関ヶ原の合戦―再燃―【本編】 /家官 | ナノ
――どこか頭の片隅では、それが不正解だと……権現の求める答えではないとわかっていた。

「……そうじゃない……わからないのか……?」

 哀しそうに呟くと、権現は身動きの取れない小生を静かに見つめた。

「……官兵衛……」


 ――いっそ失望されたい。

 もう小生のことなど、見限ってくれればいい。

 今この瞬間に、震えるくらいに権現が愛おしい。心の底から求めている――だが、それに気付くのが遅すぎた。

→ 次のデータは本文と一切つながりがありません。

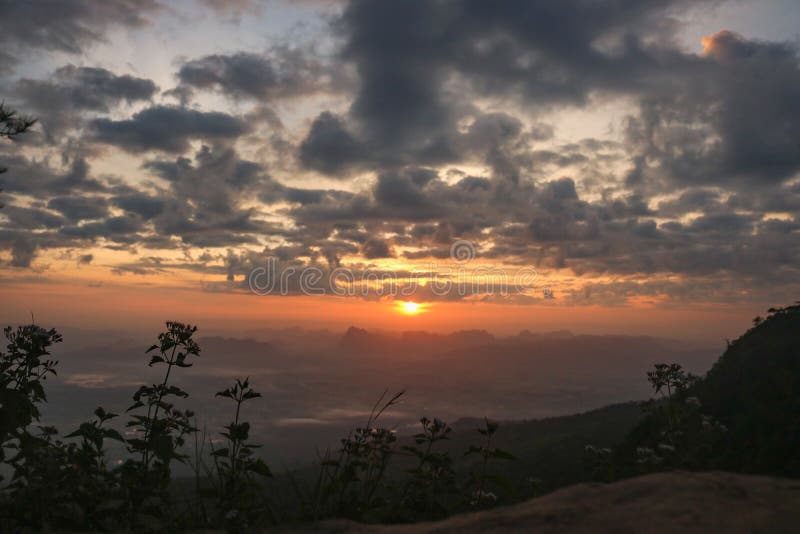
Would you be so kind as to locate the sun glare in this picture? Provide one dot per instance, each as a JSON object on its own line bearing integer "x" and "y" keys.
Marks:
{"x": 410, "y": 308}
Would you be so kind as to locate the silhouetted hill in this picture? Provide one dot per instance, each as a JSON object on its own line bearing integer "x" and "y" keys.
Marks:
{"x": 749, "y": 404}
{"x": 678, "y": 502}
{"x": 754, "y": 389}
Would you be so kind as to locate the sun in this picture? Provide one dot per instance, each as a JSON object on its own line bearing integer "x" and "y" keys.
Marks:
{"x": 410, "y": 308}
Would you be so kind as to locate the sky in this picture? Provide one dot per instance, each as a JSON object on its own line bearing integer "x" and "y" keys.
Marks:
{"x": 626, "y": 166}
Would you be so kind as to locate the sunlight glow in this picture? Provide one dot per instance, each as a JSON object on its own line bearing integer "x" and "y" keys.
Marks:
{"x": 410, "y": 308}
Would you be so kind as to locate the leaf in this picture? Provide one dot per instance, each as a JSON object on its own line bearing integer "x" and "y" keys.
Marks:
{"x": 260, "y": 468}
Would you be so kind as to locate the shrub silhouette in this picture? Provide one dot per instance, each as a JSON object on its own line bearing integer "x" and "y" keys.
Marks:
{"x": 740, "y": 416}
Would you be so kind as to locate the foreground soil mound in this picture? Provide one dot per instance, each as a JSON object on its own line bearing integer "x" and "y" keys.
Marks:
{"x": 666, "y": 502}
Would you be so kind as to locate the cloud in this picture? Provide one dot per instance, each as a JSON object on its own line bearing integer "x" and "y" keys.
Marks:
{"x": 68, "y": 26}
{"x": 282, "y": 73}
{"x": 168, "y": 129}
{"x": 23, "y": 252}
{"x": 60, "y": 100}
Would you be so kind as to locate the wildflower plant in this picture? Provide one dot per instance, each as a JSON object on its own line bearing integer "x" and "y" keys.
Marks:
{"x": 240, "y": 495}
{"x": 481, "y": 477}
{"x": 160, "y": 427}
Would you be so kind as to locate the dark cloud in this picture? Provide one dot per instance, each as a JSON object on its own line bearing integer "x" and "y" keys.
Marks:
{"x": 68, "y": 25}
{"x": 78, "y": 208}
{"x": 168, "y": 129}
{"x": 735, "y": 122}
{"x": 329, "y": 147}
{"x": 141, "y": 204}
{"x": 23, "y": 252}
{"x": 375, "y": 248}
{"x": 420, "y": 64}
{"x": 60, "y": 100}
{"x": 282, "y": 73}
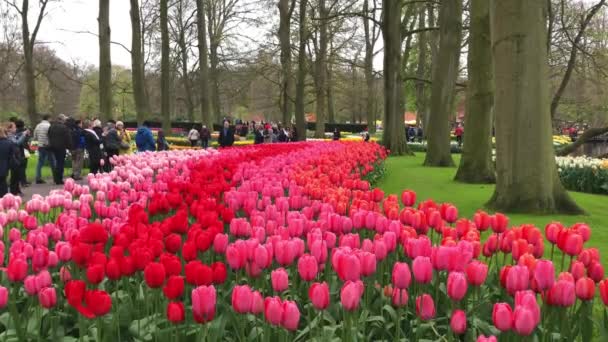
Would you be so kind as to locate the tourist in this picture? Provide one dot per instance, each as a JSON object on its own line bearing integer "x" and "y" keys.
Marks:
{"x": 93, "y": 146}
{"x": 78, "y": 146}
{"x": 226, "y": 137}
{"x": 6, "y": 155}
{"x": 194, "y": 136}
{"x": 459, "y": 131}
{"x": 125, "y": 138}
{"x": 60, "y": 140}
{"x": 41, "y": 136}
{"x": 161, "y": 141}
{"x": 144, "y": 138}
{"x": 205, "y": 135}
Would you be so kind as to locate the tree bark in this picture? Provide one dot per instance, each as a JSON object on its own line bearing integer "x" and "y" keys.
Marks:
{"x": 105, "y": 62}
{"x": 526, "y": 178}
{"x": 203, "y": 63}
{"x": 286, "y": 8}
{"x": 321, "y": 71}
{"x": 394, "y": 130}
{"x": 301, "y": 76}
{"x": 476, "y": 162}
{"x": 165, "y": 67}
{"x": 445, "y": 73}
{"x": 137, "y": 65}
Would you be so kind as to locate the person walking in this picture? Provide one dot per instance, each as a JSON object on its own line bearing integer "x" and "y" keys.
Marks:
{"x": 205, "y": 135}
{"x": 60, "y": 140}
{"x": 78, "y": 147}
{"x": 226, "y": 138}
{"x": 194, "y": 136}
{"x": 93, "y": 146}
{"x": 144, "y": 138}
{"x": 41, "y": 136}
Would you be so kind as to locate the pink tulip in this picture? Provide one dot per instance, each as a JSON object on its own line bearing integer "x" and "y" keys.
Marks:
{"x": 279, "y": 279}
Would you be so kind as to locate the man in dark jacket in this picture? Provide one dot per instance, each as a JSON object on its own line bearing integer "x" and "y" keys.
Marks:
{"x": 144, "y": 138}
{"x": 226, "y": 138}
{"x": 60, "y": 140}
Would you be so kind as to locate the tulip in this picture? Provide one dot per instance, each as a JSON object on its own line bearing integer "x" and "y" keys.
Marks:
{"x": 476, "y": 273}
{"x": 242, "y": 299}
{"x": 401, "y": 276}
{"x": 425, "y": 307}
{"x": 176, "y": 312}
{"x": 544, "y": 275}
{"x": 308, "y": 267}
{"x": 204, "y": 299}
{"x": 457, "y": 286}
{"x": 291, "y": 316}
{"x": 422, "y": 269}
{"x": 400, "y": 297}
{"x": 585, "y": 289}
{"x": 350, "y": 295}
{"x": 502, "y": 316}
{"x": 319, "y": 295}
{"x": 279, "y": 279}
{"x": 458, "y": 322}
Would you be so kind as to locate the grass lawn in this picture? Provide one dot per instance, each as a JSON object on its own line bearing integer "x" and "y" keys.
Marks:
{"x": 438, "y": 184}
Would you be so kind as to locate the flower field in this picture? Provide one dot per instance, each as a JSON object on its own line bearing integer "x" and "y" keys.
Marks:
{"x": 280, "y": 242}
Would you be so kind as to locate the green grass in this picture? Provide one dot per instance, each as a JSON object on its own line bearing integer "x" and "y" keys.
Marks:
{"x": 438, "y": 184}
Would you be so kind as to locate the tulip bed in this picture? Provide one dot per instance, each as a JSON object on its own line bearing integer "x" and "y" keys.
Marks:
{"x": 282, "y": 242}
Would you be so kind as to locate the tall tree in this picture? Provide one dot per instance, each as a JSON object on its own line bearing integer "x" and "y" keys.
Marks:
{"x": 476, "y": 163}
{"x": 445, "y": 73}
{"x": 526, "y": 178}
{"x": 29, "y": 40}
{"x": 203, "y": 63}
{"x": 105, "y": 61}
{"x": 137, "y": 65}
{"x": 286, "y": 8}
{"x": 394, "y": 130}
{"x": 301, "y": 75}
{"x": 165, "y": 67}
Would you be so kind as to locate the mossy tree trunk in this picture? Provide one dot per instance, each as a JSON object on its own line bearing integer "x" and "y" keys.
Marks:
{"x": 393, "y": 137}
{"x": 445, "y": 73}
{"x": 526, "y": 172}
{"x": 476, "y": 163}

 長い間権現を苦しめ、挙げ句その想いを裏切り、踏みにじった小生に、もうこれ以上愛を注がれる資格などない。

 四国の件が露見していたならいっそ好都合だ。


 ――どうせここへは、すべてを終わらせるために来たんだ。


「――お前さんの気持ちなんぞ知らんね……小生には関係ない」

 くっと喉の奥を鳴らして笑った。

「……で? どうする気だ? このままここにこうして小生を縛り付けておく気か?」

「官兵衛、ワシは……」

 悲痛な表情で何か言おうとする権現を遮り、言い放つ。


「お前さんに縛り付けられるくらいなら、死んだほうがマシだ」


 ああ――心にもない言葉を口にするってのは辛いもんだな……。

 だがそれが小生の受けるべき罰だ……。

 権現は言いかけた言葉を飲み込むようにして黙って俯き、ややあってから、唐突に微かな笑みを漏らした。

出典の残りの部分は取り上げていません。